Hiya mam, will be back v late, heading out tnite – that ok? x
Crushed, she threw the phone away from her, hearing it thud against the carpeted floor. Frustration and anger blended inside her as her head throbbed again, replying to the message of its own accord. It wasn’t the text she’d been hoping for. She couldn’t possibly blame her daughter for such a throwaway text – students would be students, after all – no, it was something else. Clarity of expression evaded her, but part of her felt that she was just annoyed with herself, exhausted with life’s miseries and sick to be stuck alone with no help.
Despite her desire to drift to sleep, it had evaded her and she was now restlessly lying in bed with the meringue-like duvet, thick and puffed in places, spread about her for comfort, waiting for drowsiness to whisk her away somewhere less focused on the now, the tension, the tautness of mind and head. It was a tired picture, a familiar one, a feeling she had become all too used to with every passing week. Like looking through an old family photo album after a couple of high-percentage beers. She almost heard her phone hum into the think fabric floor covering – perhaps the battery had been drained.

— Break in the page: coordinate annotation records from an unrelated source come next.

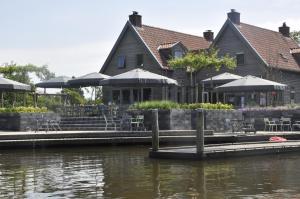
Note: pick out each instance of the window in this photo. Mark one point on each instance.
(116, 96)
(240, 59)
(147, 94)
(178, 54)
(122, 61)
(292, 95)
(126, 96)
(139, 60)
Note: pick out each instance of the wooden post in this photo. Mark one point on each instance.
(155, 130)
(197, 93)
(200, 132)
(14, 100)
(2, 99)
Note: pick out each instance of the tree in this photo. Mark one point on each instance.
(194, 62)
(295, 35)
(22, 73)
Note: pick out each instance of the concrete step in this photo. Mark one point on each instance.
(88, 128)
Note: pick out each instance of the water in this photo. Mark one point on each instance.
(127, 172)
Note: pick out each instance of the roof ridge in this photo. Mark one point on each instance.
(172, 31)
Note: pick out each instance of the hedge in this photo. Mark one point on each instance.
(22, 109)
(173, 105)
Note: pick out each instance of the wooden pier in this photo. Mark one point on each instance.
(226, 150)
(201, 151)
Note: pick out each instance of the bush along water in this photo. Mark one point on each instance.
(173, 105)
(22, 109)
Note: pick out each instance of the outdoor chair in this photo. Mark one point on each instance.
(248, 126)
(270, 124)
(41, 124)
(125, 122)
(54, 125)
(296, 125)
(137, 123)
(285, 122)
(109, 121)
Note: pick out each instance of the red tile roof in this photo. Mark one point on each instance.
(272, 46)
(155, 37)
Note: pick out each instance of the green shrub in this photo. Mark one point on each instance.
(155, 105)
(173, 105)
(22, 109)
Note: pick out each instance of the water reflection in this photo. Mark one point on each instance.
(126, 172)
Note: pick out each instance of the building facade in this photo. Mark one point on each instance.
(258, 52)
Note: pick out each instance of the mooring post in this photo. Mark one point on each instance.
(155, 130)
(200, 131)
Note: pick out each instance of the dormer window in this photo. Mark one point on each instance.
(178, 54)
(240, 59)
(121, 61)
(139, 60)
(284, 57)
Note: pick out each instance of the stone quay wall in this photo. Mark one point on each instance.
(24, 121)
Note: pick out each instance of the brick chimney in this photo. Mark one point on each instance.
(208, 35)
(284, 30)
(234, 17)
(135, 19)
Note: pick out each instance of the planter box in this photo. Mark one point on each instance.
(23, 121)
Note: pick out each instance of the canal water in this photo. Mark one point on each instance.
(127, 172)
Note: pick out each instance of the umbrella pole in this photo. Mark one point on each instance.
(95, 94)
(2, 99)
(24, 100)
(14, 100)
(35, 99)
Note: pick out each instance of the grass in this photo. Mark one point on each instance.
(22, 109)
(167, 105)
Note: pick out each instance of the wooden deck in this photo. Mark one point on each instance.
(227, 150)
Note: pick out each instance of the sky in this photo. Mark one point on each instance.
(74, 37)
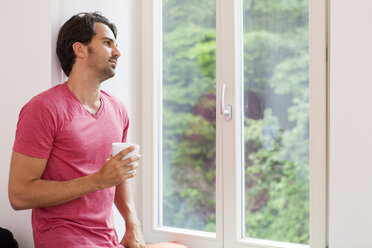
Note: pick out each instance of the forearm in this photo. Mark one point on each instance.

Lilting, drooping, easing. Her head swayed ever-so-slightly one way, then the next, back again, against her mountain of propped pillows. The pain was still there, but the awareness had started to slip away against the cushiness of her surroundings. Scrambled thoughts accompanied an absent-minded yawn and an involuntary jerk of her left foot. Eyelids fluttered against the darkness. Nudging the bedroom door open with one of his fat white paws, her impatient cat padded his way inside, pouncing up on the bed, ruffling the covers here and there, before finally lying down beside her with particular caution. His murmuring purr lullabied her as they both turned to sleep for some comfort.

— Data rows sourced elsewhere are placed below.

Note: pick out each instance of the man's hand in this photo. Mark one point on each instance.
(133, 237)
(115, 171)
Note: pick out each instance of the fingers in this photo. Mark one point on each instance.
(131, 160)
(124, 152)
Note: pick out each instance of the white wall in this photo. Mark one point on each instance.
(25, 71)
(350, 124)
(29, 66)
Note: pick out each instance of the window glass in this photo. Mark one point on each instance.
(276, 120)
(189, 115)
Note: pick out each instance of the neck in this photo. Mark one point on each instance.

A few minutes later, on the rural road outside, a second-hand silver hatchback rolled over the sleek tar macadam driveway with its full headlights ablaze, illuminating the curtained window enough to normally catch the eye.
A change of mind: her daughter was home. Sitting on the bedside cabinet, the palm-sized alarm clock flashed 20:09. She was early. Unexpected. Surprising.
Downstairs, out of her mother’s notice, the young woman fumbled with her clutch of keys at the back door. Stepping across the threshold, up the timeworn stairs, and through the open bedroom door she whispered into the darkness:
Mam, Mam – are ya awake? …
Her mother didn’t take any notice.
She was in a deep sleep now.
But when she woke several hours later, she’d hear the muffled sound of the telly downstairs, smell the scent of student cooking come home and see that little familiar red box, covered in yellow writing, waiting for her to open.